8.7. Right to data portability: The data subject shall have the right to receive the personal data concerning him or her, which he or she has provided to a controller, in a structured, commonly used and machine-readable format and have the right to transmit those data to another controller.
8.8. Right to object: The data subject shall have the right to object, on grounds relating to his or her particular situation, at any time to processing of personal data concerning him or her which is based on a processing necessary for the performance of a task carried out in the public interest or in the exercise of official authority vested in the controller, or if processing is necessary for the purposes of the legitimate interests pursued by the controller or by a third party, and also including profiling based on those provisions. In such case the controller shall no longer process the personal data unless the controller demonstrates compelling legitimate grounds for the processing which override the interests, rights and freedoms of the data subject or for the establishment, exercise or defense of legal claims.

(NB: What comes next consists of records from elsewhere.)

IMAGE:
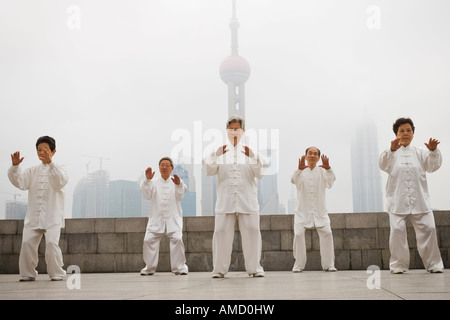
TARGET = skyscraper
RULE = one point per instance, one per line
(366, 177)
(235, 71)
(90, 197)
(269, 202)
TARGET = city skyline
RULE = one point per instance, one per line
(117, 81)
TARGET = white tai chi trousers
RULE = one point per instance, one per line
(325, 242)
(28, 259)
(177, 253)
(223, 241)
(426, 238)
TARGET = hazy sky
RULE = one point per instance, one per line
(116, 79)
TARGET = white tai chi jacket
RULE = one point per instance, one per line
(237, 188)
(45, 183)
(406, 188)
(166, 214)
(311, 207)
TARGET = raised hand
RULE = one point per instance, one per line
(395, 144)
(301, 163)
(325, 162)
(432, 144)
(16, 159)
(176, 179)
(221, 150)
(248, 152)
(149, 173)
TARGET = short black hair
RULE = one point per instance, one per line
(49, 140)
(306, 152)
(166, 158)
(237, 119)
(401, 121)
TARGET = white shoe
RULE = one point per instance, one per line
(257, 274)
(24, 278)
(217, 275)
(145, 272)
(183, 273)
(397, 271)
(331, 269)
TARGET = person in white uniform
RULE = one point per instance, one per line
(408, 199)
(165, 218)
(237, 168)
(45, 212)
(311, 182)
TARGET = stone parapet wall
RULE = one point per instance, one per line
(115, 244)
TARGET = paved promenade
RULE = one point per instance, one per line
(276, 285)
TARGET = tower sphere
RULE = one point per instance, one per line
(234, 69)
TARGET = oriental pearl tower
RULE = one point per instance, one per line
(235, 71)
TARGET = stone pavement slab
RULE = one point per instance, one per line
(276, 285)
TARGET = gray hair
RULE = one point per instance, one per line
(238, 119)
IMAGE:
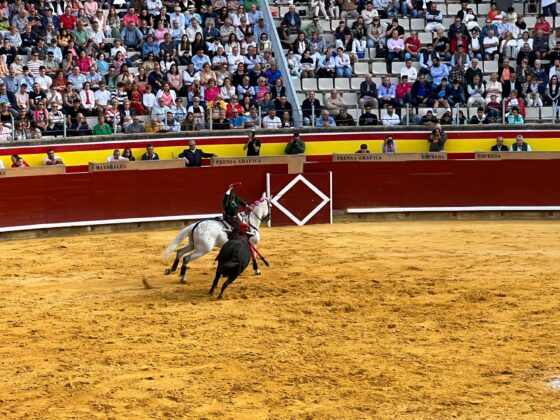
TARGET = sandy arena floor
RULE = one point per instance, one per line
(378, 320)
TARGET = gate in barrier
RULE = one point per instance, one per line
(300, 199)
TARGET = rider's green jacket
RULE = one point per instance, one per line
(231, 204)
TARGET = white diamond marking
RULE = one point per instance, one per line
(288, 187)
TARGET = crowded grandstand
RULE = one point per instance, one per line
(100, 68)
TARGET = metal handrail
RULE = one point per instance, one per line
(282, 64)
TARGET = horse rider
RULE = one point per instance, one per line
(231, 205)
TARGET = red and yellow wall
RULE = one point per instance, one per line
(320, 147)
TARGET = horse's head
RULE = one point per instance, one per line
(260, 209)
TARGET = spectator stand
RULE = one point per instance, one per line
(348, 88)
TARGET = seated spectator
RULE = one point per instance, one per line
(170, 124)
(150, 153)
(236, 121)
(494, 88)
(410, 118)
(491, 44)
(326, 65)
(412, 47)
(409, 70)
(271, 120)
(79, 127)
(342, 64)
(334, 103)
(295, 146)
(520, 145)
(429, 119)
(476, 91)
(52, 159)
(438, 71)
(434, 18)
(325, 120)
(389, 145)
(222, 122)
(493, 109)
(395, 50)
(456, 94)
(480, 117)
(136, 127)
(19, 162)
(368, 92)
(116, 156)
(499, 146)
(343, 119)
(435, 142)
(390, 117)
(291, 19)
(421, 92)
(515, 118)
(102, 128)
(310, 108)
(193, 156)
(368, 118)
(154, 126)
(286, 120)
(552, 94)
(515, 102)
(531, 89)
(348, 9)
(387, 93)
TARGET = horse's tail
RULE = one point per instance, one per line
(178, 239)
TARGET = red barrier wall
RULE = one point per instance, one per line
(125, 194)
(443, 183)
(128, 194)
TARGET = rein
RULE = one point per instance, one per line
(251, 210)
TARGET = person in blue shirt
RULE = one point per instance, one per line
(438, 71)
(131, 36)
(150, 46)
(292, 19)
(272, 74)
(200, 59)
(325, 120)
(236, 121)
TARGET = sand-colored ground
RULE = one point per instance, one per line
(380, 320)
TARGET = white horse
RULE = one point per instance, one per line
(207, 234)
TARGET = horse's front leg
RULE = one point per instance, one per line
(230, 280)
(214, 283)
(168, 271)
(183, 279)
(255, 263)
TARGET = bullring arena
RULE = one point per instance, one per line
(434, 294)
(354, 320)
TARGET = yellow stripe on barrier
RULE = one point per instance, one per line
(320, 148)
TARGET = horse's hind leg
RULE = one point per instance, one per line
(256, 267)
(214, 283)
(196, 254)
(255, 264)
(178, 255)
(230, 280)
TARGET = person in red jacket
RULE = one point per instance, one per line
(67, 20)
(18, 162)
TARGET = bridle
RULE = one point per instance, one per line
(251, 210)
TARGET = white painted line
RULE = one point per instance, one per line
(434, 209)
(108, 222)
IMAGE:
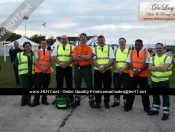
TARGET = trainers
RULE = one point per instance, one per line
(165, 117)
(75, 104)
(153, 112)
(115, 104)
(92, 105)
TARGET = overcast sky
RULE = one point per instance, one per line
(111, 18)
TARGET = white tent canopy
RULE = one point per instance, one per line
(55, 44)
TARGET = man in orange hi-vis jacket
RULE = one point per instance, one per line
(43, 62)
(138, 60)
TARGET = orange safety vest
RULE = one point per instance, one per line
(43, 61)
(138, 62)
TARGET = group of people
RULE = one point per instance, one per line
(130, 68)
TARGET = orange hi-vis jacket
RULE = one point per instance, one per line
(43, 60)
(138, 62)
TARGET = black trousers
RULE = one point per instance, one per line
(67, 74)
(143, 84)
(16, 74)
(106, 80)
(41, 80)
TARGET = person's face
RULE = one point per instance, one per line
(43, 44)
(122, 43)
(83, 39)
(64, 40)
(27, 47)
(159, 49)
(138, 46)
(101, 41)
(16, 45)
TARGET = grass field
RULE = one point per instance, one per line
(8, 78)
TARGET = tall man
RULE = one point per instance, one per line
(63, 60)
(103, 59)
(160, 66)
(82, 55)
(121, 70)
(43, 62)
(138, 60)
(13, 57)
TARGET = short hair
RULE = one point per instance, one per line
(159, 44)
(101, 36)
(123, 39)
(139, 40)
(83, 34)
(16, 42)
(25, 43)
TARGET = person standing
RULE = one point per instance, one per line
(43, 62)
(82, 55)
(24, 62)
(138, 60)
(62, 56)
(160, 67)
(13, 57)
(121, 71)
(103, 58)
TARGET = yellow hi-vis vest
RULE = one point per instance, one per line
(120, 59)
(23, 63)
(158, 76)
(102, 57)
(64, 55)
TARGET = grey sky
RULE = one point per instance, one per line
(111, 18)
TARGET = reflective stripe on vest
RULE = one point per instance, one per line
(158, 76)
(23, 63)
(138, 62)
(102, 57)
(120, 59)
(64, 55)
(43, 61)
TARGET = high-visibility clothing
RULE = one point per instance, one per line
(120, 59)
(23, 63)
(138, 62)
(64, 55)
(102, 57)
(158, 76)
(43, 61)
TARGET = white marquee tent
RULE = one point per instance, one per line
(55, 44)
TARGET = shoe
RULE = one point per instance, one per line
(45, 102)
(127, 109)
(107, 106)
(75, 104)
(29, 104)
(23, 104)
(153, 112)
(98, 105)
(165, 117)
(18, 84)
(115, 104)
(147, 110)
(92, 105)
(34, 104)
(54, 102)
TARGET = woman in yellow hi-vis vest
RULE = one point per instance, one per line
(160, 66)
(25, 64)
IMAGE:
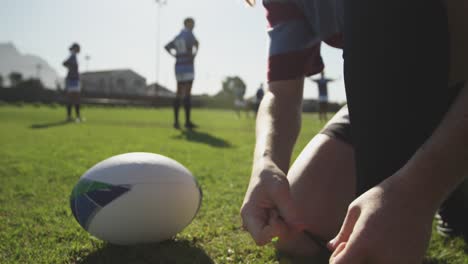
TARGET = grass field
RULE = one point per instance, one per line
(41, 158)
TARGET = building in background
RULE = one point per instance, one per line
(156, 90)
(114, 83)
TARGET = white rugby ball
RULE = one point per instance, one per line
(136, 198)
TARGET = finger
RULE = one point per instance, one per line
(337, 252)
(346, 229)
(281, 196)
(348, 253)
(256, 223)
(280, 228)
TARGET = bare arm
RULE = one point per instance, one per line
(278, 123)
(401, 208)
(169, 47)
(268, 209)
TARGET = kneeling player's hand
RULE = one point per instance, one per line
(390, 223)
(268, 210)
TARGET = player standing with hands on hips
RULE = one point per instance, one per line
(72, 82)
(184, 48)
(406, 154)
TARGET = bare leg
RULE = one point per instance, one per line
(323, 184)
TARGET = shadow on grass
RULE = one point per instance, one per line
(48, 125)
(202, 137)
(181, 251)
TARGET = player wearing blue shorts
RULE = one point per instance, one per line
(371, 191)
(72, 82)
(184, 48)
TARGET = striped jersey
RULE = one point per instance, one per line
(296, 30)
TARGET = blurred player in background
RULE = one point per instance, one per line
(72, 82)
(184, 48)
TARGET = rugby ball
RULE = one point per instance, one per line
(136, 198)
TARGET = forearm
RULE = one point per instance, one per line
(442, 162)
(278, 123)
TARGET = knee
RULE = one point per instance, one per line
(298, 245)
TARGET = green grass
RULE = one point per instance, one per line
(41, 159)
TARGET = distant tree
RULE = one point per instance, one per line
(15, 78)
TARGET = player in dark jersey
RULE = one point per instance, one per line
(72, 82)
(322, 85)
(184, 48)
(409, 151)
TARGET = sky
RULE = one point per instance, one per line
(122, 34)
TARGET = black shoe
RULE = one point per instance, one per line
(190, 125)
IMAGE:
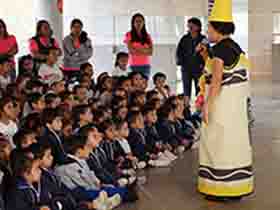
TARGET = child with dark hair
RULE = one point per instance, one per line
(6, 180)
(52, 120)
(36, 103)
(113, 153)
(120, 113)
(159, 80)
(106, 91)
(52, 100)
(154, 142)
(82, 116)
(50, 71)
(121, 64)
(81, 94)
(26, 193)
(78, 177)
(57, 86)
(61, 196)
(138, 98)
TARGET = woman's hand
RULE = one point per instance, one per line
(205, 113)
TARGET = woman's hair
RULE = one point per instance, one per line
(196, 22)
(76, 21)
(119, 56)
(5, 28)
(223, 28)
(84, 66)
(39, 26)
(144, 39)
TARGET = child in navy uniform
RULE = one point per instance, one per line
(26, 193)
(53, 121)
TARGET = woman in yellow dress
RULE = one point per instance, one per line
(225, 152)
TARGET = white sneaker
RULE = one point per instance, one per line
(113, 202)
(100, 203)
(141, 165)
(159, 163)
(123, 182)
(130, 172)
(180, 150)
(170, 155)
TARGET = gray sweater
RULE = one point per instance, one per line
(74, 57)
(77, 174)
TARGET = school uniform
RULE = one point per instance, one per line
(152, 138)
(78, 177)
(96, 162)
(58, 152)
(28, 197)
(137, 142)
(51, 183)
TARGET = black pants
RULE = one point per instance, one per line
(187, 77)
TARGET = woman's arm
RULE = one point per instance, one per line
(215, 86)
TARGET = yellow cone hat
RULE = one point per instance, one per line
(221, 11)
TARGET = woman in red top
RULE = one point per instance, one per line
(40, 44)
(140, 46)
(8, 46)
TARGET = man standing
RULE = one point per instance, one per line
(190, 61)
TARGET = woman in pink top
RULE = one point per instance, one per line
(140, 46)
(40, 44)
(8, 46)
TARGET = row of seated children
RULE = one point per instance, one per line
(105, 131)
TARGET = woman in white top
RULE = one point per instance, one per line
(121, 65)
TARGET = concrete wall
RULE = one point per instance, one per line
(260, 36)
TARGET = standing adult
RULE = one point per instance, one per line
(8, 47)
(191, 62)
(225, 154)
(77, 49)
(40, 44)
(140, 46)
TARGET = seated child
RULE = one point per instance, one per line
(113, 153)
(138, 143)
(154, 142)
(50, 71)
(82, 116)
(26, 193)
(121, 65)
(52, 120)
(78, 177)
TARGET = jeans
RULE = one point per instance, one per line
(145, 70)
(188, 77)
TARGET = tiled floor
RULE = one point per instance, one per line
(175, 188)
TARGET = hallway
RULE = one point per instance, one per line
(175, 188)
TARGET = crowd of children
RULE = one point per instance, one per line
(73, 143)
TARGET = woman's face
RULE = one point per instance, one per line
(213, 35)
(45, 30)
(123, 62)
(76, 29)
(139, 23)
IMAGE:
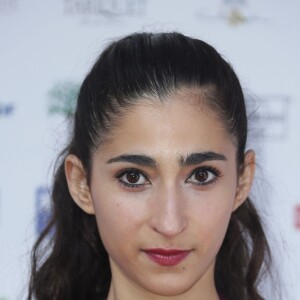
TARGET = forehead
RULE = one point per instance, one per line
(179, 124)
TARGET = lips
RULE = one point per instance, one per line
(167, 257)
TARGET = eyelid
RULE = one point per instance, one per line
(122, 172)
(215, 171)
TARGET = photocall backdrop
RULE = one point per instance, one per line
(47, 47)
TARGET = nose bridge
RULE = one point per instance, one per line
(169, 217)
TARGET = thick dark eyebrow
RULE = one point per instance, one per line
(142, 160)
(198, 158)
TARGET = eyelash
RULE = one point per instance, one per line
(216, 173)
(131, 185)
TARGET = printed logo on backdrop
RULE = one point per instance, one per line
(62, 98)
(42, 208)
(233, 12)
(271, 119)
(108, 9)
(6, 110)
(8, 6)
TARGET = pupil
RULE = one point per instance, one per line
(201, 176)
(133, 177)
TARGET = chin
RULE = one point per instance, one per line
(169, 289)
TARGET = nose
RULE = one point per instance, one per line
(169, 213)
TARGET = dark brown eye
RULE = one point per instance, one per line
(201, 175)
(204, 176)
(132, 177)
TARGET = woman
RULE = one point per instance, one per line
(150, 199)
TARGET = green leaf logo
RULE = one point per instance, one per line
(62, 98)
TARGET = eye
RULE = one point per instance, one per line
(132, 178)
(204, 176)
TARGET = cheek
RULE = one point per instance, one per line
(117, 218)
(212, 215)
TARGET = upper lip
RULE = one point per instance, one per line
(163, 251)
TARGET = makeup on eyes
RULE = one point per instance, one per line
(136, 178)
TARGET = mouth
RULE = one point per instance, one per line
(167, 257)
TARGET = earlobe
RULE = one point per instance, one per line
(77, 183)
(245, 179)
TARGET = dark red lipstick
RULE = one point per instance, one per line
(167, 257)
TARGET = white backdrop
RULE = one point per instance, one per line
(46, 48)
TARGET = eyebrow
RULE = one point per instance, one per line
(142, 160)
(148, 161)
(198, 158)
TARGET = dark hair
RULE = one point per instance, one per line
(70, 262)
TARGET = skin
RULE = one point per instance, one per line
(168, 207)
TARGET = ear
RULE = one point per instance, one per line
(245, 179)
(77, 183)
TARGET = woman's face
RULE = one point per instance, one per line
(163, 190)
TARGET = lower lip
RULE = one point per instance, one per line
(167, 259)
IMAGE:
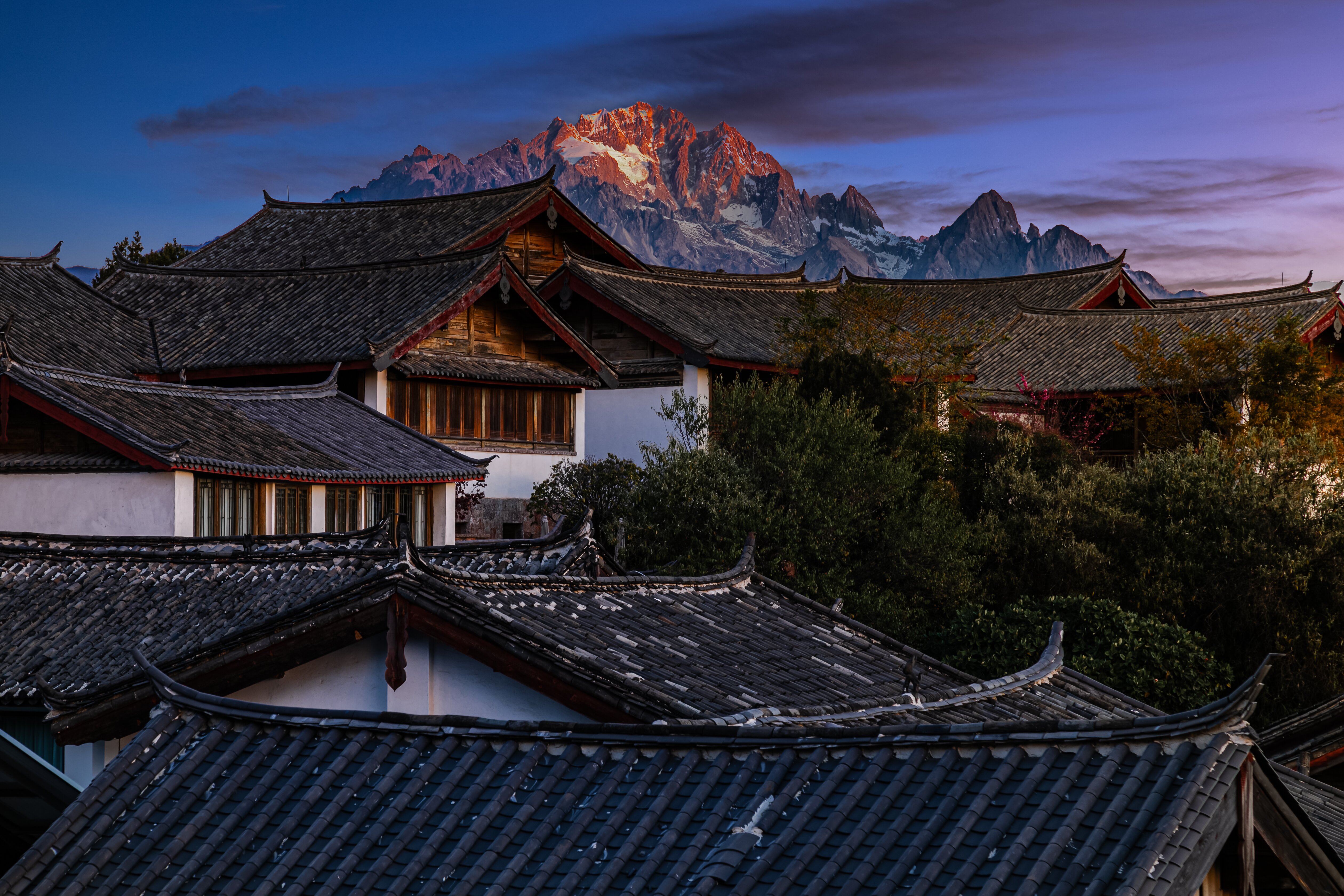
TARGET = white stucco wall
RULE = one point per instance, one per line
(620, 420)
(514, 473)
(85, 761)
(347, 679)
(513, 476)
(463, 687)
(440, 682)
(97, 503)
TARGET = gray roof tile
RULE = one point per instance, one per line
(311, 433)
(218, 792)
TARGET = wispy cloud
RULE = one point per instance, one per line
(252, 111)
(1185, 189)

8.9. Automated individual decision-making, including profiling: The data subject shall have the right not to be subject to a decision based solely on automated processing, including profiling, which produces legal effects concerning him or her or similarly significantly affects him or her.
8.10. Right to withdraw: The data subject shall have the right to withdraw his or her consent at any time.
8.11. Right to seek a judicial remedy: If the rights of the data subject are violated, the data subject shall have the right to seek a judicial remedy. The court acts in an out of turn procedure.
8.12. Data protection official procedure: Claims can be submitted at the Hungarian National Authority for Data Protection and Freedom of Information: registered seat: Hungary 1125 Budapest, Szilágyi Erzsébet fasor 22/C., Postal address: 1530 Budapest, Pf.: 5., Phone: 0613911400, Fax: 0613911410, E-mail: firstname.lastname@example.org, website: http://www.naih.hu
8.13. A person under 16 may record data only with the consent of his or her legal representative. The statement of an under-age data subject above 16 is valid without the consent of his or her legal representative.
9. Other regulations:
10.1. To receive our newsletter and other information about our services, our users may sign up for our newsletter, at signing up we request the following personal data of our users:
- e-mail address
10.2. By signing up for our newsletter, the data subject gives his or her written consent to personal data control and processing.
10.5. All of our (news)letters contain detailed information about signing off.
11.1. Our Website contains links directing to other service provider’s website. We inform our users that such links directs the users to the website of other service providers.